If you're just getting started, start with Installation and First Capture. Come back here when you want to tune behavior or understand what the unit is reporting.
What the firmware does
2.4 GHz radio
│
▼
┌─────────────────────┐
│ Capture │
│ WiFi channel sweep │
│ BLE active scan │
└─────────────────────┘
│
▼
┌─────────────────────┐
│ Frame decoder │
│ WiFi mgmt frames │
│ BLE advertisements │
└─────────────────────┘
│
▼
┌─────────────────────┐
│ Aggregator │
│ Classifier │
│ Fingerprinter │
└─────────────────────┘
│
├──────────────► Alert engine
│
▼
┌─────────────────────┐
│ USB stream │──► Desktop app
└─────────────────────┘
┌─────────────────────┐
│ Persistent state │ ← Settings, mode,
│ (survives reboot) │ throttle, alerts
└─────────────────────┘
The work splits across the two cores: radio and scan callbacks on one core, parser and stream tasks on the other. That split is why a single-core ESP32 variant cannot run AirLeak's full pipeline without dropping events under load — see Why ESP32-S3? for the reasoning.
How you interact with the firmware
| Path | Use |
|---|---|
| Desktop app — AirLeak page | Mode picker (Setup / Monitor), live device tables, alerts, sessions, recognized library |
| AirLeak Settings tab | Active BLE scan toggle, throttle window, scan window/interval, persistent flags |
| AirLeak Settings → Command tab | Send any CLI command directly to the firmware, see the response |
| AirLeak Settings → Device log tab | Live serial log, filterable by tag |
| Web Flasher | Reflash firmware (recovery, manual updates) |
For day-to-day operation, the desktop UI covers everything.
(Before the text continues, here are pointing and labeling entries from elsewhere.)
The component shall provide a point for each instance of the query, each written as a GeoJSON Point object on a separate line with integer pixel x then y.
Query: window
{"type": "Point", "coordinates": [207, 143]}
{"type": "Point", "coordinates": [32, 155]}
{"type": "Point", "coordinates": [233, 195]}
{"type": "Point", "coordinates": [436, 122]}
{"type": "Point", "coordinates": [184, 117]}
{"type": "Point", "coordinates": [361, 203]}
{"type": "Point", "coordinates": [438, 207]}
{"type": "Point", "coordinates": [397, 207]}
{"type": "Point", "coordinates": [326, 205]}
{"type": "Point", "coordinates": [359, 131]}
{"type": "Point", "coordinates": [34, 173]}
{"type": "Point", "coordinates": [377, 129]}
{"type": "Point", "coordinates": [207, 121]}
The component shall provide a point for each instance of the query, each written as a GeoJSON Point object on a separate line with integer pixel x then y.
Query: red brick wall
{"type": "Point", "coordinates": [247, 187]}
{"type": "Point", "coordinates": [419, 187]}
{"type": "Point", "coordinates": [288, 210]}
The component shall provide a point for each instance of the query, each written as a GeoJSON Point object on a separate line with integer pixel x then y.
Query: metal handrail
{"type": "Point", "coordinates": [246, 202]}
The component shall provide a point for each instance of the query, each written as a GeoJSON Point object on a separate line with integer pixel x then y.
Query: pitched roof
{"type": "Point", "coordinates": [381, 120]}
The CLI is the way to reach advanced controls — channel-sweep timing, alert-rule enable/disable, manual mode override, fingerprint reset, factory wipe.
What persists, what resets
| Setting | Persisted? | When it resets |
|---|---|---|
| Capture mode (Setup / Monitor) | yes (NVS) | Manual change, or factory wipe |
| Active BLE scan | yes (NVS) | Manual change, or factory wipe |
| Event throttle window | yes (NVS) | Manual change, or factory wipe |
| Scan window / interval | yes (NVS) | Manual change, or factory wipe |
| Alert-rule enabled flags | yes (NVS) | Manual change, or factory wipe |
| Device aggregator (live) | no | Reboot or mode change to Setup |
| Alert ring buffer | no | Reboot |
| Heartbeat counters | no | Reboot |
| Boot count | yes (NVS) | Factory wipe only |
| Last firmware version | yes (NVS) | Firmware update |
Full details are on the Persistence page.
Where to read deeper
- CLI Reference — every command the firmware accepts
- Settings Reference — every persistent setting and its defaults
- Heartbeat Fields — every diagnostic field in the 2 s heartbeat
- Throttle & Performance — how the throttle works, when to tune it, capacity numbers
- Alert Rules — every alert the engine can fire
- Safe Mode — when it triggers and what it disables
- Persistence — what survives reboot, what doesn't
- Updates — firmware update flow and rollback
Open the desktop app → AirLeak → Settings → Command tab. Type a command, press Enter, see the response. Every command in the CLI reference works there. The desktop UI uses the same commands behind the scenes.